リリアーナ・クレスフィールドだ。彼女もまた、諦めてはいなかった。その手から放たれた高密度の魔力弾が、一直線に暴走ゴーレムの胸部へと突き進む。
普段なら、分厚い装甲に阻まれ、僅かな損傷を与えることしかできないはずの一撃。
だが――今は違う。
ガコンッ!
まるで、そうなることが最初から決まっていたかのように。
ゴーレムの胸部装甲が、何の抵抗もなく、いとも容易く内側から弾け飛んだ。
そして、その下から――心臓のように脈動する、赤黒い制御核が姿を現す。
そこへ、寸分の狂いもなく、リリアーナの魔力弾が吸い込まれていった。
――ドォォォォンッ!!
鼓膜を突き破るような轟音と共に、ゴーレムの胸部が内側から爆散した。
勢いを失った岩の巨体は、セレスのわずか数センチ手前でその動きを止め、やがてガラガラと音を立てて崩れ落ちていく。
舞い上がる土煙。そして、訪れる静寂。
助かった……。
誰もがそう思った時、俺はすでに地面に倒れ込んでいた。わざと派手に転んでみせたのだ。
「……っ、はぁ、はぁ……」
全身に、疲労感がどっと押し寄せる。鼻の奥がツンと熱くなる。法則への強制介入は、脳に想像以上の負荷をかける。

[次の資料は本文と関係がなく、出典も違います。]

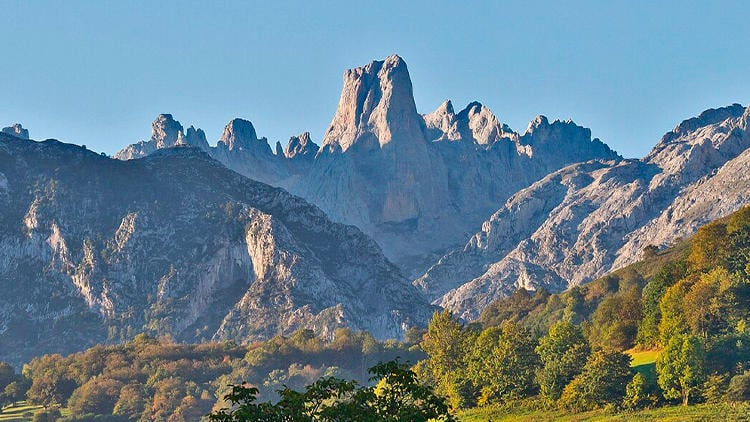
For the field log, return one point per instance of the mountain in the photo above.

俺は誰にも見られないよう、咄嗟に制服の袖で鼻を拭った。僅かに滲んだ血の感触。
「……す、すげえ……今の、クレスフィールドさんが……?」
俺は、他の生徒たちと同じように、呆然と呟く。驚きと恐怖に満ちた、完璧な「劣等生」の顔で。
「……なんと……」
ヴァルガス教官が、呆然とした表情でつぶやいた。
「クレスフィールドの一撃が、ゴーレムの装甲を……いや、それどころか、制御核を正確に破壊したというのか……?天才にも程がある……!」
教官の言葉に、学生たちは一斉にリリアーナへと賞賛と畏怖の視線を送る。
「さすが剣姫様だ!」
「劣等生とは格が違う!」
しかし、賞賛の渦中にいるリリアーナ本人は、ただ一人、怪訝な表情を浮かべていた。
彼女は、自らが魔法を放った己の右手を見つめ、そして、ゴーレムの残骸へと視線を移す。

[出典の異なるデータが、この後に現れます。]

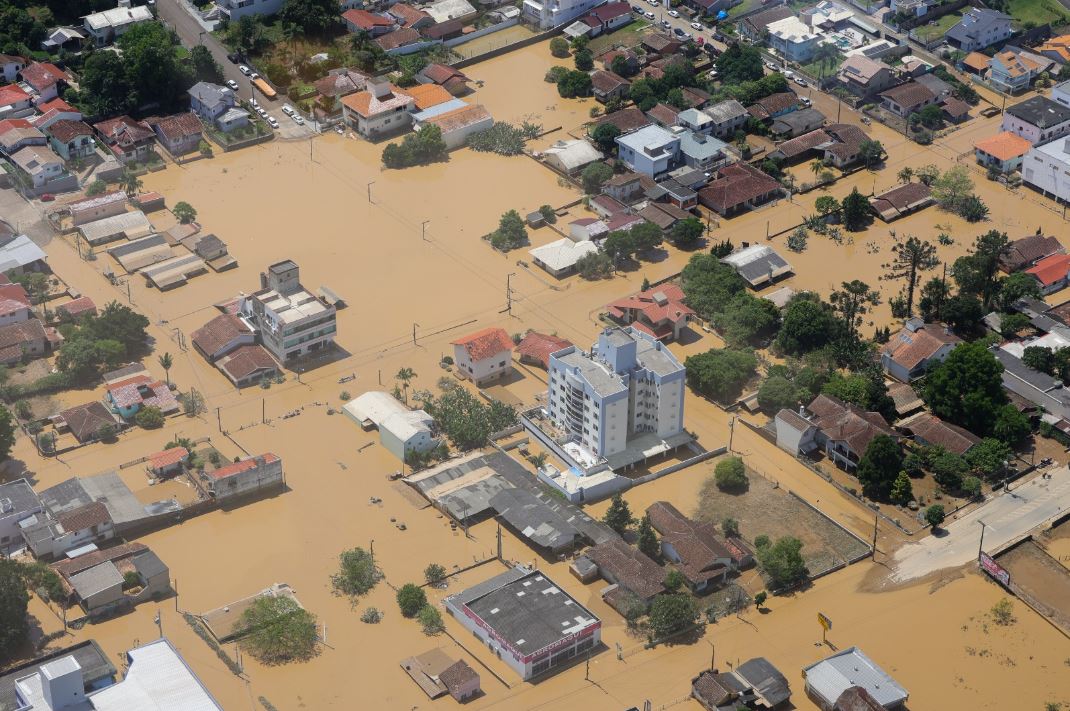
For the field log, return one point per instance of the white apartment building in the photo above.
(553, 13)
(628, 386)
(290, 320)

(なぜ……?私の魔力に、あれほどの貫通力はなかったはず……。まるで、ゴーレムの方が私の魔法を迎えにきたような……。偶然……?いいえ、あんな偶然が……)
彼女の瞳に浮かんだのは、誇りではなく、不可解な現象への深い疑念の色だった。
「せ、セレス!大丈夫か!」
ヴァルガス教官が我に返り、腰を抜かしているセレスに駆け寄る。
「は、はい……なんとか……」
セレスは震える声で答えると、自らを救った一撃が放たれた方向――リリアーナの方を見て、感謝の言葉を述べようとし、
そして、その視線が、ふと、動いた。
土煙の中、おずおずと立ち上がる俺の姿を、彼女の大きな瞳が捉える。
(今……アッシュ君が、動いた……?ううん、気のせいかな。でも、あのゴーレムの装甲が剥がれたのって、なんだか、昨日の球体の時と、少しだけ……)

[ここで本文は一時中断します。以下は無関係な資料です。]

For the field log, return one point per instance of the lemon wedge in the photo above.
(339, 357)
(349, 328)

彼女の胸にもまた、小さな、しかし消えない疑いの種が蒔かれたようだった。
「本日の授業はここまで!総員、直ちに解散!」
教官の号令で、この混乱した訓練は幕を閉じた。
俺は誰よりも早くその場を去ろうと、足早に訓練場の出口へ向かう。
背中に突き刺さる、二人の天才少女からの、それぞれ質の違う、鋭い視線を感じながら。
平穏な日常は、どうやら、もうすぐ終わりを告げるらしい。
そんな予感が、確信に変わっていた。